Клематий с трудом подавил улыбку и наклонился, чтобы поцеловать маленькую ручку с надлежащей торжественностью и серьезностью.
— Прошу прощения, если… если предмет нашего важного разговора напугал вас. Я знаю, детка, что он выглядит ужасно. И когда-то, давным-давно, в нем действительно была живая сила. Но теперь, после смерти, ее там нет. Никакой, поверь мне, и этому предмету совершенно нечем вам угрожать.
— В жизни предостаточно и других, более неприглядных явлений, Ваша Милость, — твердо сказала Кордула. — Рано или поздно им придется к этому привыкнуть. — Она положила руки на плечи детям и развернула их к себе. — Я думала, что вы будете сегодня играть во дворе. Но теперь, раз уж так сложилось, вы можете остаться. Я хочу, чтобы вы вели себя хорошо и помалкивали. У Его Милости мало времени, а нам еще надо многое обсудить. Вам понятно?
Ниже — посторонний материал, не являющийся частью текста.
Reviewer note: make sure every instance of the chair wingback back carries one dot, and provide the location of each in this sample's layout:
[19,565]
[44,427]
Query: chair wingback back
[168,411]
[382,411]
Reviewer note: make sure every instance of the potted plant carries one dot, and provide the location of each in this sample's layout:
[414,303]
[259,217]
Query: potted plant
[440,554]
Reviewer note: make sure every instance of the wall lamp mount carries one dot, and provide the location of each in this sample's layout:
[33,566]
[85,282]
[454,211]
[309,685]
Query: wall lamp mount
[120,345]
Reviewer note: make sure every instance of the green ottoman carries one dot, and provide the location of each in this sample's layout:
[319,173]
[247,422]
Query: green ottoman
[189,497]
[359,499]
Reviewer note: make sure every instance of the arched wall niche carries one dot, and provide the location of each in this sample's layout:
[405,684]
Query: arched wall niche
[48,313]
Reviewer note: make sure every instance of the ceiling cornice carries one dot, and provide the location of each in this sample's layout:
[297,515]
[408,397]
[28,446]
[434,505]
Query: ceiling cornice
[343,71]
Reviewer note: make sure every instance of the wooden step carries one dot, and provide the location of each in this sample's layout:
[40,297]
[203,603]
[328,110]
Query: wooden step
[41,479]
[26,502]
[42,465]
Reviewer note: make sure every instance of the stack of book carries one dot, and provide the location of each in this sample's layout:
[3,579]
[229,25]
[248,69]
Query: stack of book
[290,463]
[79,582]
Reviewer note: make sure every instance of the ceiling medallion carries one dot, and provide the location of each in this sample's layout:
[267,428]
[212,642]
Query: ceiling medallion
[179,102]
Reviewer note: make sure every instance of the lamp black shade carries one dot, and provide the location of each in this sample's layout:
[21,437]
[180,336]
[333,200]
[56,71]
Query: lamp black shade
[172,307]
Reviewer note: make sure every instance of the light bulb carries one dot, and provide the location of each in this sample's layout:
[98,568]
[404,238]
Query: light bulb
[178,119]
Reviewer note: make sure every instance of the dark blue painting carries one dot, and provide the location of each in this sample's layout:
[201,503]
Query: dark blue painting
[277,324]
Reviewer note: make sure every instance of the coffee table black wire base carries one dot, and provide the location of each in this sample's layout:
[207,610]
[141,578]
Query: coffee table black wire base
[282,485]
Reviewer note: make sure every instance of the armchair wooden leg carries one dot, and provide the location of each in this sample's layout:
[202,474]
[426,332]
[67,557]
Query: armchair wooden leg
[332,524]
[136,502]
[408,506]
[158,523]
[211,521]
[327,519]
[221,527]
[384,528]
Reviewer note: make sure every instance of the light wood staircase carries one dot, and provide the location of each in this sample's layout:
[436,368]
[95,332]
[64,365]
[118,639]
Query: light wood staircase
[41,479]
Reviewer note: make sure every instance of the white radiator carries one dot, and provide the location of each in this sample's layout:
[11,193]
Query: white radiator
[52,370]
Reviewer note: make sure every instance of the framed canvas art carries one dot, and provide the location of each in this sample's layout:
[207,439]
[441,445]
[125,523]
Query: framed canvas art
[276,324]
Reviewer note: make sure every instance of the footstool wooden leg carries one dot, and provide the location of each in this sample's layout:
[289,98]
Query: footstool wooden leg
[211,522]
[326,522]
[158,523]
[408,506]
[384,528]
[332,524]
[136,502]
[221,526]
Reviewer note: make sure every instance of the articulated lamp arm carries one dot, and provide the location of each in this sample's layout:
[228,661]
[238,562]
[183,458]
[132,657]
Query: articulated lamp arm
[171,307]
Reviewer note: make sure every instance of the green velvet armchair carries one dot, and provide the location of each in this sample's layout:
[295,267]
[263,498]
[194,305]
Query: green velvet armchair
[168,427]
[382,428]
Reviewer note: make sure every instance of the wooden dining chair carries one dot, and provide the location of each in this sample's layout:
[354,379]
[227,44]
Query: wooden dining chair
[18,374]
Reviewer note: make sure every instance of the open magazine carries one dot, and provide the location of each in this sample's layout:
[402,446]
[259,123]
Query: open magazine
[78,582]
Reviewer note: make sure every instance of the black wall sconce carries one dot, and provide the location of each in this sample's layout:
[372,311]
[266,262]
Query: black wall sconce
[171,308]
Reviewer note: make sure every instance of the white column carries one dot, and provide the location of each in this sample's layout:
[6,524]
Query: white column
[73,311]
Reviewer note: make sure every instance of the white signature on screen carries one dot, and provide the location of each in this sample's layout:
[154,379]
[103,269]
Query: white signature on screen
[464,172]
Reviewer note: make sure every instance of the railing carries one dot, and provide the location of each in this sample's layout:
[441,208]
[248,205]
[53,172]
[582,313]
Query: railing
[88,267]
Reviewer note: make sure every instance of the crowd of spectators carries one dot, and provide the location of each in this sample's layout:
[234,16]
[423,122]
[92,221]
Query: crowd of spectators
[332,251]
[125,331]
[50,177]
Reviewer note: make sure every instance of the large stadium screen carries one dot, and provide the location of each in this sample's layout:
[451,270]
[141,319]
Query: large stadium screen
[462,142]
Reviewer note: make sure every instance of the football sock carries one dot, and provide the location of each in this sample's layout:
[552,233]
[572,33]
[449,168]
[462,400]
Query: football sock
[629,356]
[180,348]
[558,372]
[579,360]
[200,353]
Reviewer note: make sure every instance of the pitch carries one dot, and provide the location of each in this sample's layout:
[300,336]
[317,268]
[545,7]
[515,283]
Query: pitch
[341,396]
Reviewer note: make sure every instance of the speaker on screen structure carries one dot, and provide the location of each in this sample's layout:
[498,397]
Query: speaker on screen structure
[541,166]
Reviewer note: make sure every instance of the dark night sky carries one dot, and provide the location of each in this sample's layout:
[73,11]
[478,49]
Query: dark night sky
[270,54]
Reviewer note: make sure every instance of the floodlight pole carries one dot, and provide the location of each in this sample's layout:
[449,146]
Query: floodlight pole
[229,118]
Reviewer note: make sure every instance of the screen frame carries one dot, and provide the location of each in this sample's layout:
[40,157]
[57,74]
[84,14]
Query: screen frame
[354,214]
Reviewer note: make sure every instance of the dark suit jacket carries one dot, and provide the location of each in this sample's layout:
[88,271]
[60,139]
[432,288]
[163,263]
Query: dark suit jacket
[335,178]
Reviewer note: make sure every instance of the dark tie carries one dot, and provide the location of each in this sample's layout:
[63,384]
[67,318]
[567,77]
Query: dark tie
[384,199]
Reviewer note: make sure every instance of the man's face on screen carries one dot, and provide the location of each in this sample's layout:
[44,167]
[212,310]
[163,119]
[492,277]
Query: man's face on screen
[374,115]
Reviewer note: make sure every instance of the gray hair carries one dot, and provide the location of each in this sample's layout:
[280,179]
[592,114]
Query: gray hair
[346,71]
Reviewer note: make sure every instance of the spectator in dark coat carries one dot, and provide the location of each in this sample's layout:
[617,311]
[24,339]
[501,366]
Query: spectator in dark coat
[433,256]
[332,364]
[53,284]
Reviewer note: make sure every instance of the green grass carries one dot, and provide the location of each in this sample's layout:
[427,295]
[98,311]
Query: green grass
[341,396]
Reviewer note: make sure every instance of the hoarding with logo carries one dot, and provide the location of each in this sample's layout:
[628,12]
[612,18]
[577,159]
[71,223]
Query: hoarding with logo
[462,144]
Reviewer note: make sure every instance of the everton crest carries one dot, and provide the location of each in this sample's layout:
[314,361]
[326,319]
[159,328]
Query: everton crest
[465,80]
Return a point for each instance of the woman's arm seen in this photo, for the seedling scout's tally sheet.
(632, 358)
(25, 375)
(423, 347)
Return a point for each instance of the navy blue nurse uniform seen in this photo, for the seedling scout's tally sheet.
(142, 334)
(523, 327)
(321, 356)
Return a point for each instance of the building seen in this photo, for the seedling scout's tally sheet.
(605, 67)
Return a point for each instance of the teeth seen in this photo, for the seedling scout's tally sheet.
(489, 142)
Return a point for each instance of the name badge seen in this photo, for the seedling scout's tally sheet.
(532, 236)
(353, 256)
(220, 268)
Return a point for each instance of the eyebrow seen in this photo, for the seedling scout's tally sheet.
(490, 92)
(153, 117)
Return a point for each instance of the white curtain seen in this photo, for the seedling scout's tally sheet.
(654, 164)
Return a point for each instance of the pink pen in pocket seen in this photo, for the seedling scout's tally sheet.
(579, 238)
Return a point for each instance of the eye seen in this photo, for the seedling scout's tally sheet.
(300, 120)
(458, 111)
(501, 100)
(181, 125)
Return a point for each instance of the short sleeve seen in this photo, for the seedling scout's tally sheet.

— Да, мама, — ответили дети в один голос.
Мальчик взял сестру за руку и послушно повел в другой конец комнаты.
Кордула и Клематий торжественно подошли к столу. Оба в полном молчании внимательно рассматривали лежащую на столе голову. Детям, сгоравшим от нетерпения, показалось, что тишина тянулась целую вечность. Епископ держался невозмутимо.
Однако Кордуле было далеко до епископского спокойствия. Ее ладони вспотели, а мысли, одна за другой, лихорадочно бились в ее голове.
Кордула вопросительно посмотрела на епископа. Тот ободряюще кивнул, предлагая ей начать.
Она бросила взгляд на детей, заставив себя улыбнуться.
Кордула вздохнула и перевела взгляд на стол. Когда она протянула руки и взяла голову, Бриттола застонала от отвращения. Быстрый предостерегающий взгляд Кордулы тут же заставил девочку замолчать.
Женщина замерла и закрыла глаза.
Она почувствовала, как ее собственные волосы зашевелились: ночные кошмары, которые она уже успела позабыть, снова всплыли перед глазами. Марширующие войска и переселение целых народов, калейдоскоп единичных стычек и стратегических схем, бешеных скачек и нескончаемых путешествий, рева чудовищных штормов и грохота барабанов. Но страшнее всего были они — гунны!